As is the local custom, I drink with every meal, and with every course of the meal, and before meals and in between them. Over a few weeks, I’ve stretched my stomach to accommodate imperial pints and lunch-desserts.
I really have been walking a whole lot.
There is of course a plague on. And I can attest that the populations on both sides of the Atlantic are equally depressed and terrified and unmoored. If my waking life is approaching some depraved ideal, my sleeping self is tormented by nightmares. No idea why, as everything, everywhere is going so swimmingly.

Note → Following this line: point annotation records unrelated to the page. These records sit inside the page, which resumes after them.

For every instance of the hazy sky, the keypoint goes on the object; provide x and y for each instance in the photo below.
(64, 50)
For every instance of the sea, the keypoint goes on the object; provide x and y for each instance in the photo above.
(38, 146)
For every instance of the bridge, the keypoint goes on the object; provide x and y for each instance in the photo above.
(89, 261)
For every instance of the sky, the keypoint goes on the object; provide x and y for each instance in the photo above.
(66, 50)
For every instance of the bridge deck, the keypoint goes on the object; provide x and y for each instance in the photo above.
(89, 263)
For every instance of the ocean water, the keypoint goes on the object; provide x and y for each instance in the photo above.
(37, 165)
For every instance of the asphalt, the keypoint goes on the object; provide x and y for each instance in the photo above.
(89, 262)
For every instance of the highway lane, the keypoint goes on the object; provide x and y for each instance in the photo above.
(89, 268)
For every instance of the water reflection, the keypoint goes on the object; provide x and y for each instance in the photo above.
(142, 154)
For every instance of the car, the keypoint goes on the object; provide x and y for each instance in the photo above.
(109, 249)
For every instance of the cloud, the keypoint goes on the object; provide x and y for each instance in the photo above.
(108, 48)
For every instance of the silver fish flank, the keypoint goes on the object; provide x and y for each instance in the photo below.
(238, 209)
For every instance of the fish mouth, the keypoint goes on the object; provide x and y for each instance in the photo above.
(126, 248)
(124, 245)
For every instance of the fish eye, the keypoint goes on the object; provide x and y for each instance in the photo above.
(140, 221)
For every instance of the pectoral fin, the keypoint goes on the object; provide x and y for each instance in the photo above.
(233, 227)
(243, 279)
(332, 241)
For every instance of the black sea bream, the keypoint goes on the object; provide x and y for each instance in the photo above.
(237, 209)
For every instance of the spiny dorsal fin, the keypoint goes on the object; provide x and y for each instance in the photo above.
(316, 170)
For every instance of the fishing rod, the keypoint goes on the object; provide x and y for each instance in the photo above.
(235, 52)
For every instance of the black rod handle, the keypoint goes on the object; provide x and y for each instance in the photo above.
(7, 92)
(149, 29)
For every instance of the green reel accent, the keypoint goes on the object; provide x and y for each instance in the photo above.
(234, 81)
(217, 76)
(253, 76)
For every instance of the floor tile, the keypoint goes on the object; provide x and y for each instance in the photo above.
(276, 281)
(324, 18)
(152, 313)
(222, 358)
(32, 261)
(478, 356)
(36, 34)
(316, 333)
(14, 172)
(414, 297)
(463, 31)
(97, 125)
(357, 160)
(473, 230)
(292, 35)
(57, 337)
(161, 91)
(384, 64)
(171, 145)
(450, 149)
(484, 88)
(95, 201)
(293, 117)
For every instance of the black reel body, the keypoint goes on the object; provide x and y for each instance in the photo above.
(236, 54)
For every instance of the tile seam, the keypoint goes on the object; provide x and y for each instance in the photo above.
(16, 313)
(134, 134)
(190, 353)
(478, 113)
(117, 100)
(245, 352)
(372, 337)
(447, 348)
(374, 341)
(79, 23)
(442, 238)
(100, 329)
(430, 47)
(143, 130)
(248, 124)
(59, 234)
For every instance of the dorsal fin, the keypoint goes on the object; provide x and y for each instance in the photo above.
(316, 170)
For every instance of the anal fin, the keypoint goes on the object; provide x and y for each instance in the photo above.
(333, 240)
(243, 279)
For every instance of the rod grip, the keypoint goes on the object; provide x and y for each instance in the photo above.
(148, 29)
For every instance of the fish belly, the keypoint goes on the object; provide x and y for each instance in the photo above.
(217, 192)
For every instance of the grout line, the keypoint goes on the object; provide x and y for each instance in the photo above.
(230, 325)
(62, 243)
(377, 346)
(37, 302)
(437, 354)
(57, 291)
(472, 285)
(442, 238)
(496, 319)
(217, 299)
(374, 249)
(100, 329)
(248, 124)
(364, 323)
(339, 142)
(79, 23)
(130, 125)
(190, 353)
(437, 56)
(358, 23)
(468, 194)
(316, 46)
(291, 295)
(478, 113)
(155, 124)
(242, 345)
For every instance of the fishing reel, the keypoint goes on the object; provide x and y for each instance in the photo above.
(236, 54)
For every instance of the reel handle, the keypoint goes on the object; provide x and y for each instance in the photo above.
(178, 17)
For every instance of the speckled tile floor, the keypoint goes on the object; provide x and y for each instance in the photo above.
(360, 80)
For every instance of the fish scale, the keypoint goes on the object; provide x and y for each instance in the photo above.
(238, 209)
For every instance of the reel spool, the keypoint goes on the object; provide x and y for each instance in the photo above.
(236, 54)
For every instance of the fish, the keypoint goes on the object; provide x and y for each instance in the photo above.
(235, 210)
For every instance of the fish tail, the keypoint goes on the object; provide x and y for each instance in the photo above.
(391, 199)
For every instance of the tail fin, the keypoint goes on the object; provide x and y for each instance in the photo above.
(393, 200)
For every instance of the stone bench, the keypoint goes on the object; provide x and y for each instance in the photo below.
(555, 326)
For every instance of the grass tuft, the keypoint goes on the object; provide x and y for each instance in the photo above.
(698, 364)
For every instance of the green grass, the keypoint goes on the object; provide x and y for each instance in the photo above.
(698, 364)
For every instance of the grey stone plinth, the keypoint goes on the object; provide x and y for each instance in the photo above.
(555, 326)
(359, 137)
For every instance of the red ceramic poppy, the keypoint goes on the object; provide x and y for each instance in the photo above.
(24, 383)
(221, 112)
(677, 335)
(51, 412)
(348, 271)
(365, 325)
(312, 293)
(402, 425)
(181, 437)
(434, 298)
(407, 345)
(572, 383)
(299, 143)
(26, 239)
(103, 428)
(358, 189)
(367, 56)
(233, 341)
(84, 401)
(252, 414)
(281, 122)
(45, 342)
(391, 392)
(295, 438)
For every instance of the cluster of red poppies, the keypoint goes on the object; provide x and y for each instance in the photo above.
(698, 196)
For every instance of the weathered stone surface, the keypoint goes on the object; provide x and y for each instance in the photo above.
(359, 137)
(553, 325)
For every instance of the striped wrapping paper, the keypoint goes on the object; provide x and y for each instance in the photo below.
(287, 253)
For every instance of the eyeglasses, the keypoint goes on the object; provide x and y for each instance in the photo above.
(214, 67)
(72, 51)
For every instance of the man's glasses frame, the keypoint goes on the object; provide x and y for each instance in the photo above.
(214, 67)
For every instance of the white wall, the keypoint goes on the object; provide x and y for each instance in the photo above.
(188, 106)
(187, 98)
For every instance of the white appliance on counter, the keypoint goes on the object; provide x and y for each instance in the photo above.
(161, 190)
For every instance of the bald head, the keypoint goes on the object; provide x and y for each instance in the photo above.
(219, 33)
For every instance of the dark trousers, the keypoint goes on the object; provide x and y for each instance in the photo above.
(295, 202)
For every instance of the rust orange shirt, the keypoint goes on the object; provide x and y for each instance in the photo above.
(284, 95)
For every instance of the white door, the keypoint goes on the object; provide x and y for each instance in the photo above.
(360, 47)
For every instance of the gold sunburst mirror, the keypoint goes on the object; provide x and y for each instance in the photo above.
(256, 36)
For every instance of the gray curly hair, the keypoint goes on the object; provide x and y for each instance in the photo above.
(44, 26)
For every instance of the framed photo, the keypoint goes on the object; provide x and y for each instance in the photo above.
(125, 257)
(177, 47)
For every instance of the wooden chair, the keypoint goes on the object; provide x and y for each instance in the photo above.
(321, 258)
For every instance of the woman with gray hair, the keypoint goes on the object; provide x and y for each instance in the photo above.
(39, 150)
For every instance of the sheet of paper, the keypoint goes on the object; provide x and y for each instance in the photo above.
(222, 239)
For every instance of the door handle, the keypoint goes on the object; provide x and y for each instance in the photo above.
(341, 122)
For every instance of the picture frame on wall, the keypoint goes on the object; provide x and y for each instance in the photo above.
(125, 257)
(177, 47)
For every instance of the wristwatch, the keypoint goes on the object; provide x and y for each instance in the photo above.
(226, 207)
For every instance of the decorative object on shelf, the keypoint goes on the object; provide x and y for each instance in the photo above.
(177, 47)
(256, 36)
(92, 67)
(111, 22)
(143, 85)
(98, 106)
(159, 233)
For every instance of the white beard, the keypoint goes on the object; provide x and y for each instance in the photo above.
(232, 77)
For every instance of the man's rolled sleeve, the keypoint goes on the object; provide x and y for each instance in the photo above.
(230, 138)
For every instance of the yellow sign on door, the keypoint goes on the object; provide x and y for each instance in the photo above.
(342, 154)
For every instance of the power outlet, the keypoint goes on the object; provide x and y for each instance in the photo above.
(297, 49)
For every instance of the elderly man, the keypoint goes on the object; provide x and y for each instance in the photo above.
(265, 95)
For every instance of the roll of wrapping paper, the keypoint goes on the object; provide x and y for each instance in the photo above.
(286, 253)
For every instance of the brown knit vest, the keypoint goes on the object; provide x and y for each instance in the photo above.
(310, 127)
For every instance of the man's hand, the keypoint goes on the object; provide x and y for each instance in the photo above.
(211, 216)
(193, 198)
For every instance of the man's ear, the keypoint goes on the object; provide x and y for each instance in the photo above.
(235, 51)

I’ve never dreamed like this before, every night and into the morning beset by screaming tortured animals, children blinded and bleeding from their eye-bandages peeling the flesh from my sides. I wake up multiple times a night gasping or crying or flailing against Jill. My waking hours have taken on a weird kind of edgy twilight cast, as I expect danger everywhere (though never when it is actually bearing down on me in the form of London’s silent and ubiquitous bicyclists).
I snap at my girlfriend, swear at the kitchen appliances and yell at the television. The blood my brain so desperately needs to keep a grip on reality is constantly being diverted to help digest the whole beasts I can’t seem to keep from swallowing.
I’m actually very happy, joyful even, and extremely lucky of course — and never forget it. (The only people I know for sure read this are my parents so let me say that again: I am fine.) While I can’t get myself to do any real work, my brain at least feels fertile. I’m finding a lot of real comfort in my current delusions: mainly that my daily walks ameliorate the damage of all my other lifestyle choices, and that everything, everywhere will eventually be fine.
All of which is to say, it’s nice to be back and thanks for reading. I’m not sure what this will evolve into but expect passionately held opinions on sandwiches and culture in general — how English men wear women’s trousers for example.
Pip pip,
Charley
*As I was revising this they did in fact announce a lockdown, most likely through Christmas. I’m not sure what that means for this blog... maybe a pivot to rage cooking, or perhaps something more drastic. A “fuck it” wholesale move to Sicily? A kind of “Eat Pray Love” thing where the “Pray” is also “Eat” and “Love”, as it should always, comes first?